Over the past year, the combined sales of these 44 brands have reached a total of €1.09bn. This is a 24% jump in just five years since 2017.

These Irish brands, which include Love Irish Food member brands, currently capture 48% of the money spent among the top 100 selling take home grocery brands in Ireland. Some of the Love Irish Food member brands include: Ballygowan, Cadburys Dairy Milk, Cadburys Twirl, Flavahan’s, Glenisk Organic, Keeling, McCambridges, Miwadi and Tayto.

David Berry, managing director, Ireland at Kantar Worldpanel presented the research at the Love Irish Food symposium. Other industry experts included Gerard Brady, head of policy and chief economist, Ibec who will provide a glimpse into the future and what it is likely to bring.

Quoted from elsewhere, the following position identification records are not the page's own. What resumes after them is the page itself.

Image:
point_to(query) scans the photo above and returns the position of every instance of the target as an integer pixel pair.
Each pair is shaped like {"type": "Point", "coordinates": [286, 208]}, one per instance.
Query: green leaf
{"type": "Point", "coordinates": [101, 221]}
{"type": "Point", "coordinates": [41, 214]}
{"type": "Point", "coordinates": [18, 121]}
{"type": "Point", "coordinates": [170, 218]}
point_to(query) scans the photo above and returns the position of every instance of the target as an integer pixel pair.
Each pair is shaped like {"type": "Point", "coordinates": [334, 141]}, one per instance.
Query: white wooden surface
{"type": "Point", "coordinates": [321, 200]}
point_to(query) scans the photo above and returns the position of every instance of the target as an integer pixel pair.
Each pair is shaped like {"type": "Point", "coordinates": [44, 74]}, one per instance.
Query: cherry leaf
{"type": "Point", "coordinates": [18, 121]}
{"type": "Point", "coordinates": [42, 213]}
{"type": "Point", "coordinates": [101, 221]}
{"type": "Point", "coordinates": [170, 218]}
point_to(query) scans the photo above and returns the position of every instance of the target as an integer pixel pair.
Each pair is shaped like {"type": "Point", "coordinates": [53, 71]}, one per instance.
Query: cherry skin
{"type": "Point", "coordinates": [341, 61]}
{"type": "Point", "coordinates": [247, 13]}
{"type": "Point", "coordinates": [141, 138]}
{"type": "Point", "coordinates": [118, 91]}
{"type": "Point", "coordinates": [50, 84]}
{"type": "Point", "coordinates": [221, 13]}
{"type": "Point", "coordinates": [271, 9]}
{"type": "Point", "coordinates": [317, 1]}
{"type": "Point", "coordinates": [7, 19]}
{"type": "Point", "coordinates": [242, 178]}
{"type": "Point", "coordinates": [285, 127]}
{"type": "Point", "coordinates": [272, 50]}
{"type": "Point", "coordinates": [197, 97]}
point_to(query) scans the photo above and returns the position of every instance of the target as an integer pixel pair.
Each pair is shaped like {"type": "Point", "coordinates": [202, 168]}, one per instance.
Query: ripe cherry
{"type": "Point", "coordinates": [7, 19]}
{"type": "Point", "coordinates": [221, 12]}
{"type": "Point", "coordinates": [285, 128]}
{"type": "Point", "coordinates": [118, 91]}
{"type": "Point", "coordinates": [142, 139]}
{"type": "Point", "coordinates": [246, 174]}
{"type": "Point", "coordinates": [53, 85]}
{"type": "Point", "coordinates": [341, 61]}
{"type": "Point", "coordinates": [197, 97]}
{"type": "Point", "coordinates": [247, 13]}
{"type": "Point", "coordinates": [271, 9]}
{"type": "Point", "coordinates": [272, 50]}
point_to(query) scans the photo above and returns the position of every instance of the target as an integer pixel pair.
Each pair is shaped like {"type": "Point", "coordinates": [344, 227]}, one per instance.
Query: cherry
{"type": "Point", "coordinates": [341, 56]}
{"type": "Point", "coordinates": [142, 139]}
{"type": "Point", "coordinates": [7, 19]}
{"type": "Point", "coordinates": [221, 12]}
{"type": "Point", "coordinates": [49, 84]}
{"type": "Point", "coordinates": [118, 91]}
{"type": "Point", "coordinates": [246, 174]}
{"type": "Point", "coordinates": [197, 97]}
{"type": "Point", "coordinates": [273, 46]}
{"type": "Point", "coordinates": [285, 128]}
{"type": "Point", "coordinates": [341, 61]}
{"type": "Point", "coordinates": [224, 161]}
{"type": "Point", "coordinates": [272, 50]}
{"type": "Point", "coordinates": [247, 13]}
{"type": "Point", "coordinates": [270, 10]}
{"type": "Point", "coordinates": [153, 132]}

Kieran Rumley, executive director at Love Irish Food, highlighted the importance of consumers continuing to support Irish produce.

“It is concerning to see consumers struggling as grocery prices increase but it is promising to see people continuing to buy Irish produced food brands as part of the weekly shop,” Rumley said.

“Despite the pressure on households’ spend, brands still dominate the share of the grocery basket in Irish households,” he added. “Buying more Irish-made products helps Irish businesses survive and protects Irish jobs, which is critical in the current climate and will be crucial in food security and driving economic recovery.”

Meanwhile, Natasha Adams, CEO of Tesco Ireland, said that working with small and medium local Irish suppliers has “never felt so important” as now.

“With household budgets under increasing pressure we are absolutely committed to helping our customers, by keeping a laser focus on the cost of the weekly shop,” Adams said.

“Working with over 500 small and medium local Irish suppliers has never felt more important as we navigate these challenges together. We are proud to sell almost 70% of Love Irish Food member products across Tesco stores nationwide, and we are committed to continuing to focus on supporting Irish and local food suppliers throughout 2023,” she added.